The mean coordinate of the dipole location during that period was calculated for each magnetic response. More than six MEG acquisitions were made for each subject to evaluate the reproducibility of the dipole location. The 95% confidence distance of the dipole location for each subject was calculated as the mean distance + 2 S.D. between the mean and each estimated dipole location. The coordinate system used for dipole location was as follows: The origin is the midpoint between the left and right tragus. The positive X‐axis extends from the origin through the nasion. The positive Z‐axis extends from the origin through the top of the head, such that it is perpendicular to the plane formed by the nasion and both tragi. The positive Y‐axis extends from the origin through the left side of the head, such that it is perpendicular to the X and Z axes.
Anatomical Investigation
T1 weighted (STAGE) sagittal magnetic resonance images (MRI) 1.5 mm thick were obtained with a 1.5 T MR imager (Shimadzu Medical Systems) and the three dimensional Fourier transform method. Three capsules of Vitamin D (5 mm in diameter) were attached to the subject's nasion and bilateral tragi in a MRI acquisition as landmarks in the superimposition of the brain image on the coordinate system used for dipole location.
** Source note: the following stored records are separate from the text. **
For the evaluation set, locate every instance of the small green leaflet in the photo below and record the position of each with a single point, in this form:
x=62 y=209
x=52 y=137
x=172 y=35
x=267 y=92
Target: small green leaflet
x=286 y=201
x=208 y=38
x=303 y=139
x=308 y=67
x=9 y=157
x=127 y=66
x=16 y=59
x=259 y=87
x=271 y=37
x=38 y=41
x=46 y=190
Three dimensional cortical surface images were produced by surface rendering from the MRI images obtained using a workstation (Indigo II, Silicon Graphics) with the aid of AVS (Advanced Visual Systems). The coordinate of Talairach and Tournoux [Talairach and Tournoux, 1988] was not used in this study because it does not fit the Japanese brain [Cheng et al., 1995]. Instead, we used each individual's sulcal anatomy to identify the area responsible for the magnetic response with the atlas of Ono et al. [1990] as the reference.
To determine the nearest point on the scalp (NS) to the cortical area activated by the visual motion stimuli, a virtual sphere whose center was at the mean dipole location and surface osculating to the scalp was generated and overlayed on the three dimensional MRI by AVS. The measured distance between NS and the dipole location was the radius of the sphere. The location of NS relative to the tragus was measured using the coordinate system.
RESULTS
Magnetic Responses to Visual Motion Stimuli
All our subjects perceived clear smooth motions for both visual stimuli. All the recorded MEG responses to AM stimuli had prominently large components in the peak latency range of 130 to 170 ms (mean ± S.D.: 151.2 ± 13.4 ms). The waveforms of MEG responses in Events 1 and 2 were very similar. The dipoles were estimated to be in the same region, therefore their dipole locations were averaged together. RDC also evoked a large first component, whose latency was, however, much longer than that of apparent motion (mean ± S.D.: 289.4 ± 21.8 ms). Figure 2 shows MEG waveforms, isocontour maps at the peaks of the first components, and the estimated dipole locations superimposed on the two‐dimensional MRI for both stimuli from a single subject (s04). Even though the response latencies differed by about 150 ms, the isocontour maps around the peak (see Fig. 2B) and estimated dipole locations were surprisingly similar. In this subject, the dipoles were located around the temporo‐occipital region (Fig. 2C). The magnetic responses for some subjects were more complex, having two to four components but the first component always was the largest.
Figure 2.
Magnetic response waveforms (A), their isocontour maps (B), and estimated origins of the responses (C) in one subject (s04) for both stimuli. All the 37 channels' magnetic response data are overlayed on the mean baseline before the trigger. The waveforms start at time 0 (trigger onset). Upward deflection of the magnetic waveforms and the positive values (red) in the isocontour map indicates the direction of magnetic field toward the sensor. Although the latencies of the responses differ markedly, the isocontour maps at the peaks are similar and have single dipole patterns. The origins estimated by the single ECD model are in the same cortical region, around the temporo‐occipital area in this subject. Locations and directions of the dipoles are shown on the two‐dimensional MRI in C (red: AM, blue: RDC).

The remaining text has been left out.